Problem: java.lang.UnsupportedClassVersionError Solution: Ensure your runtime Java version matches or exceeds the compilation version.

Issue 2: Maven Dependencies Not Found

Problem: SuperML Java not found in repository Solution: Ensure you have internet connectivity and check Maven settings.

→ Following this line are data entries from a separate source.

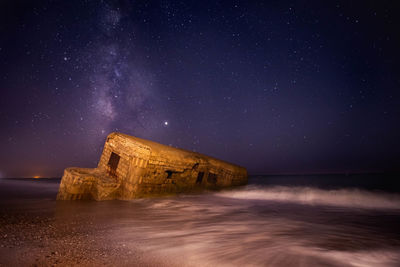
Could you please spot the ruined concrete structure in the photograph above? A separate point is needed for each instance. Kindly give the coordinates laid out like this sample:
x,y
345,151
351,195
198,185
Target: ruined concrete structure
x,y
131,167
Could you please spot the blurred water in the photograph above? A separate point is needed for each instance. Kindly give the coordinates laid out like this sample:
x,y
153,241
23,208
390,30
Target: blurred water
x,y
262,224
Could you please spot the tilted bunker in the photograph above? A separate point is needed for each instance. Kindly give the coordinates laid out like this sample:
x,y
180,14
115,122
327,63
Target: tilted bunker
x,y
131,167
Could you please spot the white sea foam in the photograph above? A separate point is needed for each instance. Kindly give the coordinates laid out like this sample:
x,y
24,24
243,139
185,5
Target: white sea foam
x,y
355,198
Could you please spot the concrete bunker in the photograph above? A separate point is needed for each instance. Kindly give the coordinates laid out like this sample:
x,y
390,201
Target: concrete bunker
x,y
130,167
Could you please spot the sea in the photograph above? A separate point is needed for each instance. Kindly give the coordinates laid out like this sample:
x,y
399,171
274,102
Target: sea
x,y
281,220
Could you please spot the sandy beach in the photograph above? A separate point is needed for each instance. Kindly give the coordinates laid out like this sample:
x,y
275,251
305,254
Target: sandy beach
x,y
257,225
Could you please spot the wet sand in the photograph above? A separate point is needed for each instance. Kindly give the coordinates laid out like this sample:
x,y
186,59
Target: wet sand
x,y
257,225
35,230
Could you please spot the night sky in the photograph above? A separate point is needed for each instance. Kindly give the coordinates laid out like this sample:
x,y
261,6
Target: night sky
x,y
275,86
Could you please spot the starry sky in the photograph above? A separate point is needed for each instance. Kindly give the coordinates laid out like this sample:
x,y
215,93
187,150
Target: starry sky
x,y
279,87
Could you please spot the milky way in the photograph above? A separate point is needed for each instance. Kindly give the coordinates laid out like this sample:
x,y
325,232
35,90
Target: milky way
x,y
277,87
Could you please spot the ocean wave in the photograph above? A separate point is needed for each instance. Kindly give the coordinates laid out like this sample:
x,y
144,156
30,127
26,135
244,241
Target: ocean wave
x,y
355,198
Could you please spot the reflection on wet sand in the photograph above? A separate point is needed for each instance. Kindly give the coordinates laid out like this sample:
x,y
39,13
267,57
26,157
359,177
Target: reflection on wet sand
x,y
252,226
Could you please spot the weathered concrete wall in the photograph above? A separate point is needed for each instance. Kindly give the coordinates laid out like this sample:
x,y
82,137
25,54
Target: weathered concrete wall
x,y
130,167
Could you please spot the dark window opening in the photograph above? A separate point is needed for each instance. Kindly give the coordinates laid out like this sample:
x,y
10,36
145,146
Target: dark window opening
x,y
113,163
199,177
212,178
169,174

Issue 3: IDE Not Recognizing SuperML Classes

Problem: Import errors for SuperML classes Solution:

  1. Refresh Maven project
  2. Rebuild project
  3. Check Maven dependencies

Issue 4: Memory Issues with Large Datasets

Problem: OutOfMemoryError Solution: Increase JVM heap size and use data streaming approaches.

Next Steps

Now that your environment is set up:

  1. Explore the API: Browse SuperML Java documentation at http://superml-java.superml.org/
  2. Try Examples: Check out examples at https://github.com/supermlorg/superml-java/tree/master/superml-examples
  3. Load Real Data: Learn about data loading and preprocessing
  4. Build Your First Model: Start with linear regression or classification

Summary

In this setup guide, we covered:

  • Java and Maven installation and configuration
  • Project structure and Maven dependencies
  • IDE configuration for optimal development
  • Development tools and logging setup
  • Verification of your installation
  • Performance optimization tips
  • Common troubleshooting

Your development environment is now ready for building machine learning applications with SuperML Java. The next tutorial will cover data loading and preprocessing techniques.